Across the country, we are seeing abortion travel bans—classified as anti-trafficking laws—proposed and passed. These laws make it a felony to help teenagers travel out of state to access an abortion and don’t just apply to the person driving the teen. Laws like these are deliberately written to leave room for further restriction and scare patients and providers away from abortion. The ambiguity of these laws serves the purpose of allowing anti-abortion policymakers to incorporate further restrictions as they see fit, with supporters discussing how they can utilize the language within these laws to ban all abortion.

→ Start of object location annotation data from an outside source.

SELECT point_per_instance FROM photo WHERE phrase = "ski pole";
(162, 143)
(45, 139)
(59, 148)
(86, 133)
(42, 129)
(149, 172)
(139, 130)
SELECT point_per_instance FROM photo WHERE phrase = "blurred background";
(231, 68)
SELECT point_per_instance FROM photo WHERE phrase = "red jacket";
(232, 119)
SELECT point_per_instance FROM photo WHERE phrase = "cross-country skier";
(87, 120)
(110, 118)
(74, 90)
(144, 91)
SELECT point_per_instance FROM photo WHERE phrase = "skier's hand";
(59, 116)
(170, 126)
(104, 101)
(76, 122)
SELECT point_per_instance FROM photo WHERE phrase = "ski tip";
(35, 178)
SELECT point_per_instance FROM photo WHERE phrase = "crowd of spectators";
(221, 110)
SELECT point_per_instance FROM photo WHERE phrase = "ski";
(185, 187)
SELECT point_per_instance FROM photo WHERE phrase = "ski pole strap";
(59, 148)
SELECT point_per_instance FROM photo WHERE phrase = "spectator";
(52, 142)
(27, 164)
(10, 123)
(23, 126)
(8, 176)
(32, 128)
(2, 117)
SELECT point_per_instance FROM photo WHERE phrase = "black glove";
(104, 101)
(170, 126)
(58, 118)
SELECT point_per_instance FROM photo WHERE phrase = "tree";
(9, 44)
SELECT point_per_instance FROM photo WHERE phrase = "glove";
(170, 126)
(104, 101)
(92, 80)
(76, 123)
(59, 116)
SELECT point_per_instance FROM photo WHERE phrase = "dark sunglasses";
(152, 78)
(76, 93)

Attacks on reproductive healthcare access are seldom explicit, they are slow, plausibly deniable assaults on our rights. Instead, Republicans paint contraceptives as “abortifacients” and spread disinformation about their safety and usage. Anti-abortion groups like Susan B. Anthony Pro-Life America and crisis pregnancy center networks spread disinformation about the effectiveness of prenatal testing, manipulate medical and legal language, and urge the FDA to roll back the approval and regulation of prenatal tests. The Alabama Supreme Court rules that personhood/childhood begins at fertilization, and bans in vitro fertilization (IVF) on religious pretenses. The Arizona Supreme Court reinstates a near-total abortion ban that predates its statehood. Despite the denial of their ulterior motives, the neo-fascist policies keep coming with no end in sight.
In addition to these attacks, we’ve seen time and time again that abortion exceptions are not made to be functional. In cases of rape exceptions, we know that 63 percent of sexual assaults are never reported, so we require a police report to access abortion. In cases of maternal health exceptions, we ask just how sick people must be to qualify for care.
In my own experience, I’ve helped women access out-of-state care after being denied an abortion even though their condition was explicitly stated in their state law as an exception, cases we see being reiterated in the media. As the Supervisory Public Health Advisor of the Department of Health and Human Services said, “Exceptions function mainly as PR tools to make abortion bans seem less cruel than they are and distract from the inhumanity of the ban itself.”
I want to emphasize the central message of my story: any attack on “unfavorable” healthcare access inevitably impacts all healthcare access. There will always be cases in which abortion is necessary, thus we shouldn’t make it any more difficult, dangerous, or expensive for parents to access. Healthcare needs and lived experiences vary widely and our legislation must reflect these complexities.
I implore you to remain vigilant about the implications of regressive policies being proposed and passed domestically and internationally. Fabricated debates like “pro-life vs. pro-choice” and “Democrat vs. Republican” are nothing more than divisive tactics to keep us too isolated and disempowered to feel we can make a change. Resilient, united, and accurately informed communities are the most potent threat to authoritarian regimes. We know we have the power to make change because they try so hard to strip us of it.